When a uniform supercritical channel flow is sharply turned by a wedge on one channel wall, a shock wave forms and reflects from the opposite wall in three main, distinctly different configurations named regular reflection (RR), irregular reflection (IR), and Guderley/Vasilev reflection (GR/VR).
Within the framework of shallow free-surface flows, the basic equations for shock waves and shock wave reflection were first proposed by Ippen. However, Ippen limited his attention to RR problems, and since his pioneering work the study on shock wave reflection in shallow supercritical flows did not record any notable theoretical progress.
On the contrary, shock wave reflection was extensively studied in gas dynamics. In the early 1940s, von Neumann developed the two-shock theory (2ST) and three-shock theory (3ST) for RR and IR, respectively, based on mass, momentum, and energy conservation equations. However, experimental evidence pointed out that a reflection pattern similar to IR (i.e., with three shocks and a slip stream meeting at a triple point) also exists within a range of fundamental parameters where the von Neumann theory predicts neither RR nor IR. This discrepancy between theory and experiments is called the 'von Neumann paradoxâ'. The structure of the unpredicted reflection pattern was discussed in some detail by Colella and Henderson (1990), which inspired much of the recent research on weak shock wave reflection off a wedge.

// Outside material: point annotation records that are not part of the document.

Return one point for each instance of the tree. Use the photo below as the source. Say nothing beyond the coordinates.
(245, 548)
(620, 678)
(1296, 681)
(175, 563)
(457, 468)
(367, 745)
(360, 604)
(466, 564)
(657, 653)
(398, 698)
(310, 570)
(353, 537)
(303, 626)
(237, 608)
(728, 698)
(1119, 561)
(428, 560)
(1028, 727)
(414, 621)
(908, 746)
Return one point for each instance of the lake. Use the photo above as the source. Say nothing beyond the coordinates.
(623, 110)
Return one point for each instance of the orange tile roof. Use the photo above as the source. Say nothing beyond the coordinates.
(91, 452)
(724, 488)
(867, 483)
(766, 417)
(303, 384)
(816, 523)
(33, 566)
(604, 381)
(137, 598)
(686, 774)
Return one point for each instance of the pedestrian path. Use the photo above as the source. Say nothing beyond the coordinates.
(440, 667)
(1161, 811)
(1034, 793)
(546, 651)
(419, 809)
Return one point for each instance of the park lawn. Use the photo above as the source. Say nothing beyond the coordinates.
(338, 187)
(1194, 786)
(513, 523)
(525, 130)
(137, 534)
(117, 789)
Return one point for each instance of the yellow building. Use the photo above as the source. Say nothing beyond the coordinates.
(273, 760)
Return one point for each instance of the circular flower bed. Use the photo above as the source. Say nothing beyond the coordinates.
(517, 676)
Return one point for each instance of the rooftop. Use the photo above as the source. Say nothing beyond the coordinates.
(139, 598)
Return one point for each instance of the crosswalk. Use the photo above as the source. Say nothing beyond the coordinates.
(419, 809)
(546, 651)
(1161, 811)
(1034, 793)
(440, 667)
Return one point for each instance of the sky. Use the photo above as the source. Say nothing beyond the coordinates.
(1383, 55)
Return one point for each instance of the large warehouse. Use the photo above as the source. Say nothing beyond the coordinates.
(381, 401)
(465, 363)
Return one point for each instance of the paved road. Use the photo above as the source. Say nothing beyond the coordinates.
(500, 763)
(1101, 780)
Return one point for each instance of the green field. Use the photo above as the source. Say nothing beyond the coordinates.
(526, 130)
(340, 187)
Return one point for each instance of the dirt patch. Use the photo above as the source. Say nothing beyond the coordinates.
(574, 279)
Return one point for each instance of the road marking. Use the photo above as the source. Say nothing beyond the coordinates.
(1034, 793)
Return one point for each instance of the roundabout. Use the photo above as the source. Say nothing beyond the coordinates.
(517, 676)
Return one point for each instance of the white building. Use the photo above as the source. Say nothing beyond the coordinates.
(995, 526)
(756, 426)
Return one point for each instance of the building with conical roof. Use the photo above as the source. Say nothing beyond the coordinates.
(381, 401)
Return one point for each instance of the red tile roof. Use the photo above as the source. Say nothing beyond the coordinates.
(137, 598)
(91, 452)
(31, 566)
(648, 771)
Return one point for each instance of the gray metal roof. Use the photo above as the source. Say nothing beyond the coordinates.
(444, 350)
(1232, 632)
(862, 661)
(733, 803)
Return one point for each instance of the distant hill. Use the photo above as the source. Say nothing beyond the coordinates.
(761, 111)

Many different resolutions of this paradox have been suggested over the last 60 years. The theoretically consistent solution originally proposed by Guderley and markedly improved and formalized by Vasilev et al (2008), referred to as the four-wave theory, has recently proved to be the key to solve von Neumann paradox. Vasilev et al also suppose the existence of the afterwards called Vasilev reflection (VR), to which the solution is again provided by the four-wave theory but, unlike the GR, the flow between the slip stream and the Mach stem is subsonic (or subcritical, within the framework of shallow water flows).
Great advances have been made in the past few years, mainly thanks to improved numerical and experimental capabilities. In gas dynamics, the Guderley reflection (GR) has been simulated numerically at moderately low Mach numbers. Recently, the shock wave pattern predicted by the four wave theory has been further confirmed by Skews & Ashworth (2005) who experimentally detected the expansion fan and the supersonic patch behind the triple point using a special shock tube.

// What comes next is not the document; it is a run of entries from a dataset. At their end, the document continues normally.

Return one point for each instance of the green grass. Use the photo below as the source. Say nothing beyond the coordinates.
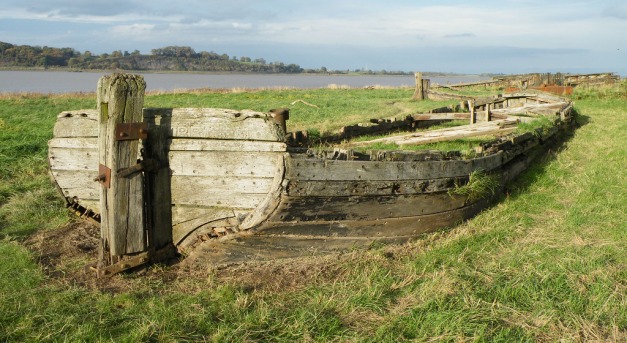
(547, 263)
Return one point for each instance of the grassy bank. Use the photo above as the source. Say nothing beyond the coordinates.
(547, 263)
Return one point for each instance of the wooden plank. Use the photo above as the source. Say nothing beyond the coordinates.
(73, 159)
(78, 183)
(158, 190)
(303, 209)
(220, 191)
(120, 100)
(387, 228)
(271, 200)
(216, 184)
(216, 124)
(497, 127)
(371, 187)
(466, 133)
(74, 143)
(441, 116)
(182, 144)
(183, 213)
(215, 163)
(93, 205)
(419, 92)
(321, 170)
(529, 109)
(81, 123)
(183, 229)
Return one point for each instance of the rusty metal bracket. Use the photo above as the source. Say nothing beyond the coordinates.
(131, 131)
(148, 165)
(104, 176)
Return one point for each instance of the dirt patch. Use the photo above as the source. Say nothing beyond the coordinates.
(61, 251)
(64, 254)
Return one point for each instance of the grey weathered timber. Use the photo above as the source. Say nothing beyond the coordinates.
(159, 202)
(234, 193)
(213, 123)
(73, 159)
(215, 163)
(120, 100)
(365, 187)
(321, 170)
(497, 127)
(419, 93)
(390, 227)
(81, 123)
(309, 208)
(77, 184)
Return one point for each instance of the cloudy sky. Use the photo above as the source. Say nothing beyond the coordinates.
(509, 36)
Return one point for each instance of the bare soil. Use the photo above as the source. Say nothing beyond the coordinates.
(65, 254)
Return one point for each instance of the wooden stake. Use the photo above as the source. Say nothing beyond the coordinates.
(487, 113)
(120, 100)
(419, 93)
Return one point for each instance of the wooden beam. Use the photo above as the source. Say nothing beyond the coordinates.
(419, 92)
(120, 100)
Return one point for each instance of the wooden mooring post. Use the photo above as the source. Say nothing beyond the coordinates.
(422, 87)
(129, 211)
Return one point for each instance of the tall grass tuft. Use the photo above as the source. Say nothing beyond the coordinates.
(480, 185)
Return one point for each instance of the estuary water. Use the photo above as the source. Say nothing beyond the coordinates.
(67, 82)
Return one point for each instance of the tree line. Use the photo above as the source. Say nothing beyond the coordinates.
(169, 58)
(172, 58)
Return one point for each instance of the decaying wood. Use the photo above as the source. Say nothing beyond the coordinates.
(338, 207)
(225, 172)
(159, 202)
(273, 197)
(419, 93)
(304, 102)
(531, 109)
(391, 227)
(497, 127)
(373, 188)
(329, 170)
(182, 144)
(72, 124)
(216, 124)
(120, 100)
(215, 163)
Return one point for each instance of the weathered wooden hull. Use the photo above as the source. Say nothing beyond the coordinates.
(235, 183)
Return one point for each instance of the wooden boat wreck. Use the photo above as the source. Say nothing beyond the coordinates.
(233, 186)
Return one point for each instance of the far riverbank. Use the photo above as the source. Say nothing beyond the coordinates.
(12, 81)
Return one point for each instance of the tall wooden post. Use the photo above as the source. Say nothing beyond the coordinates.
(419, 92)
(120, 101)
(487, 113)
(473, 115)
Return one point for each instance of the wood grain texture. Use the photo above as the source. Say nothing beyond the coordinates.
(81, 123)
(215, 163)
(371, 187)
(384, 228)
(329, 170)
(120, 100)
(216, 124)
(342, 208)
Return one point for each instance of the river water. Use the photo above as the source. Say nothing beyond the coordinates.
(66, 82)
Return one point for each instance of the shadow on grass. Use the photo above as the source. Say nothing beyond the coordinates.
(538, 166)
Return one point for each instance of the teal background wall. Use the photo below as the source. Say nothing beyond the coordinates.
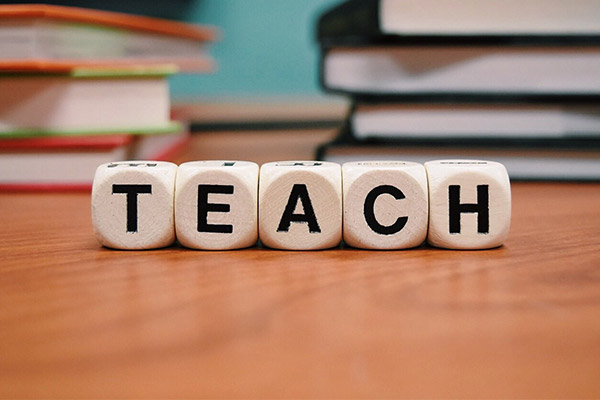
(267, 48)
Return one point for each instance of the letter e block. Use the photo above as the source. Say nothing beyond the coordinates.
(216, 204)
(300, 205)
(132, 204)
(470, 204)
(385, 204)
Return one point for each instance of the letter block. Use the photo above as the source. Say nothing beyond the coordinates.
(216, 204)
(132, 204)
(470, 204)
(385, 204)
(300, 205)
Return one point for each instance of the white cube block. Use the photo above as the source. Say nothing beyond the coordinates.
(132, 204)
(216, 204)
(385, 204)
(469, 204)
(300, 205)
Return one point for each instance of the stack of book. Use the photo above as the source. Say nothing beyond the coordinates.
(515, 81)
(81, 87)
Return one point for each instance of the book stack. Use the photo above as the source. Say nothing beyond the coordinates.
(81, 87)
(514, 81)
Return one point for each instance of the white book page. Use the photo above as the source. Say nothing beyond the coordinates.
(481, 17)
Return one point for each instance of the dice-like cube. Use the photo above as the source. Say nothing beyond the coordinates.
(469, 204)
(300, 205)
(216, 205)
(132, 204)
(385, 204)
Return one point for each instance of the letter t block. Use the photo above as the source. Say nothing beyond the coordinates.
(132, 204)
(470, 204)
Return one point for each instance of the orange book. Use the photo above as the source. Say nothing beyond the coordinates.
(46, 38)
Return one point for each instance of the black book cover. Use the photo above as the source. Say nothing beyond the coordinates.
(355, 23)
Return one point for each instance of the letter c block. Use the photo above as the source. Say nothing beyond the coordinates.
(385, 204)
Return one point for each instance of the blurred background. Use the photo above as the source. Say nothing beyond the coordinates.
(266, 48)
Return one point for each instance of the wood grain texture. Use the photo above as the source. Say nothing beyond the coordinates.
(79, 320)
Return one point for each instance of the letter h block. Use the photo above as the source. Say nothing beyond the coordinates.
(470, 204)
(300, 205)
(216, 205)
(132, 204)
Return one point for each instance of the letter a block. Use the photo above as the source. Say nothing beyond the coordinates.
(385, 204)
(216, 204)
(132, 204)
(470, 205)
(300, 205)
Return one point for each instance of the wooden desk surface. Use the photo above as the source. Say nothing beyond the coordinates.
(78, 320)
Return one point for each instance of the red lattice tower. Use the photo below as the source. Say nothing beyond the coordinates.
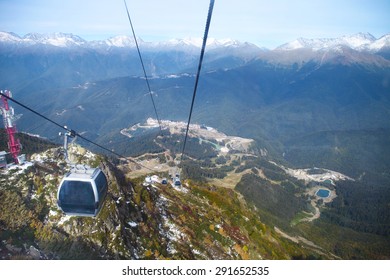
(8, 118)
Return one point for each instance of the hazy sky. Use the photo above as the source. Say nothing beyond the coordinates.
(267, 23)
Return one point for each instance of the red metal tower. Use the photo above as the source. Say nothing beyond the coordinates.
(8, 117)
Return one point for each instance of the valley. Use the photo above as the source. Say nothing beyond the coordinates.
(287, 155)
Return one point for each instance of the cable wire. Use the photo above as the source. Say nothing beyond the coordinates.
(143, 66)
(198, 72)
(73, 132)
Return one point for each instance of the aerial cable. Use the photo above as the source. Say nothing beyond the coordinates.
(198, 72)
(143, 66)
(73, 133)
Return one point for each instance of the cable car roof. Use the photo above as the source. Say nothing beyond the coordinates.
(86, 174)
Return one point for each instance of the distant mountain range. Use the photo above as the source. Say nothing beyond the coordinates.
(276, 96)
(311, 103)
(359, 41)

In the present work, high-resolution numerical study of the Guderley and the Vasilev reflection within the framework of shallow water flow has shown that the 4WT accurately predicts the complex flow pattern around the triple point. However, the four-wave theory does not provide a complete solution to the GR configuration. According to the present numerical results, a weak and diffused compression wave through the supercritical patch turns the flow immediately behind the Guderley stem until critical condition is achieved. On the contrary, the Vasilev reflection is completely resolved by the four-wave theory. The supercritical patch of this reflection configuration is extremely small because of the relatively high Froude number, and this work is the first time it has been resolved. Our solution is obtained within the framework of depth averaged two-dimensional inviscid shallow water flow. However, because of the strong analogy between shallow water flows and either two-dimensional gas flows or shallow granular flows, the present work can be of more general interest.

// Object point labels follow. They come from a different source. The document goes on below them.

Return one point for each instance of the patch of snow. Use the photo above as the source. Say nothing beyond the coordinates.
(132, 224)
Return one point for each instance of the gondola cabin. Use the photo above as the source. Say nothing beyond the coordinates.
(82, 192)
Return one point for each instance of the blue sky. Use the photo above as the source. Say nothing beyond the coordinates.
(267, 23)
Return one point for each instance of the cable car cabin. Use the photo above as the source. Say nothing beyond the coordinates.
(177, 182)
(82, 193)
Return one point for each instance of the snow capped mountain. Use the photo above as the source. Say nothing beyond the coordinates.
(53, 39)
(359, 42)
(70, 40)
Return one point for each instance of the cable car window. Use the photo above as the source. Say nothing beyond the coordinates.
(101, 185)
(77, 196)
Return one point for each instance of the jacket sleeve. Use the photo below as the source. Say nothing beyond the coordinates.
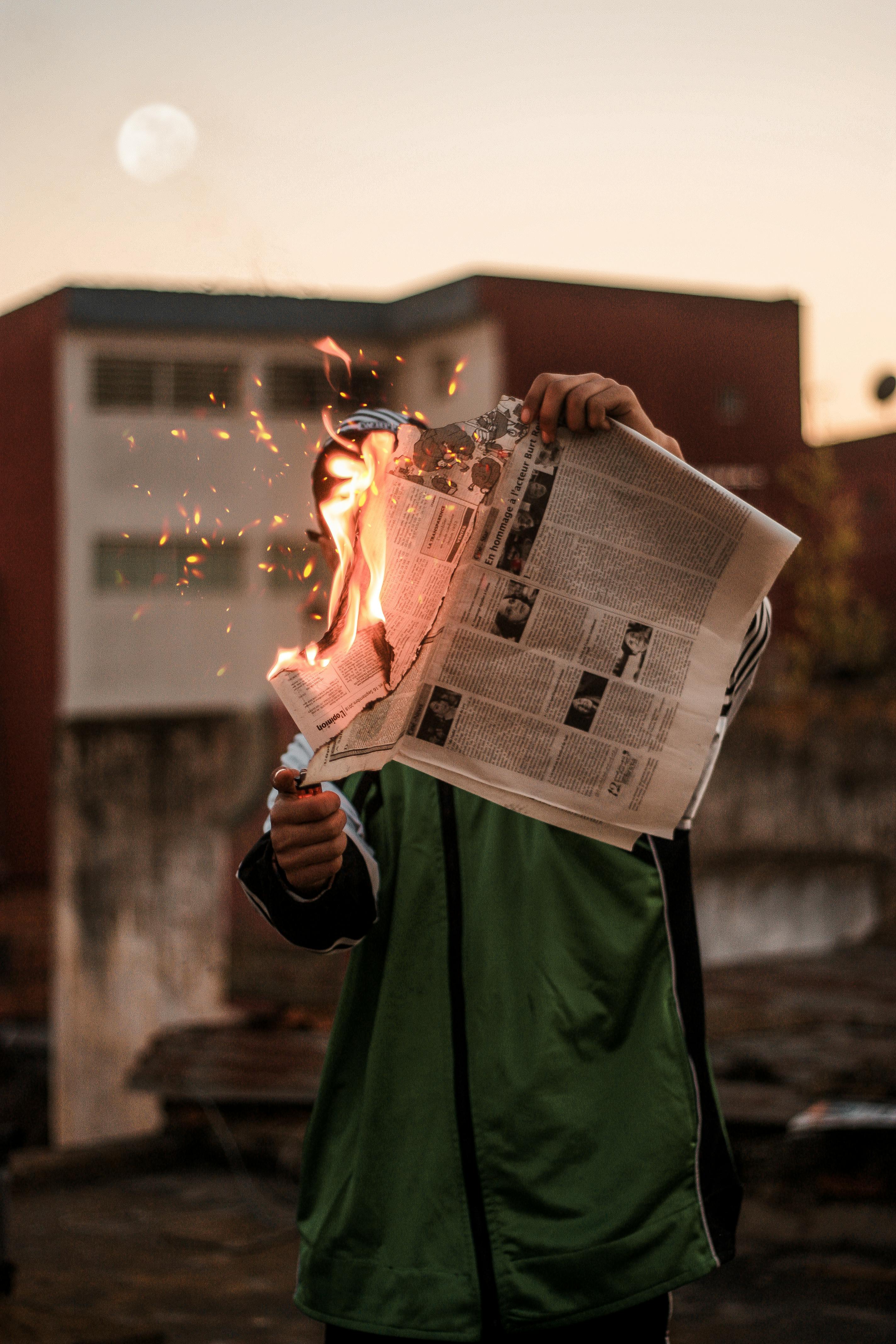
(742, 678)
(344, 912)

Within the framework of oriented shock wave fronts, a technique to reconstruct the steady shock wave pattern and the flow field close to the triple point of von Neumann, Guderley and Vasilev reflections has been proposed. First, the idea of orienting shock wave fronts is extended and formalized. Then, the technique for obtaining a close view of the above reflection patterns centred about the triple point is described and a numerical example, within the framework of shallow water flow, is presented and discussed. The technique proved very effective and can be profitably used both in numerical and experimental investigations to explore further the nature of the flow field within and around the supercritical patch and to assess the impact of viscosity and real fluid properties.
In the last part of the present work, open channel flow through a linear contraction has been studied, with special attention to the flow configuration with a two-dimensional jump in the contraction discussed by Akers and Bokhove (2008). A simple quasi-two-dimensional model has been proposed, in order to assess equilibrium conditions and to explore their stability. Both bed friction and bed slope were found to contribute to the stability of this flow configuration which otherwise would be unstable. Results of the theoretical model are compared with both experiments and numerical simulations, and the comparison confirms the reliability of the proposed model. Hysteresis is addressed as well, and it's showed that channel flow through a linear contraction can experience two different nested hysteretic loops.

Abstract (italiano)

Nel corso del Dottorato di Ricerca è stato trattato il problema delle riflessioni di fronti d'onda di altezza finita in moti supercritici stazionari a superficie libera.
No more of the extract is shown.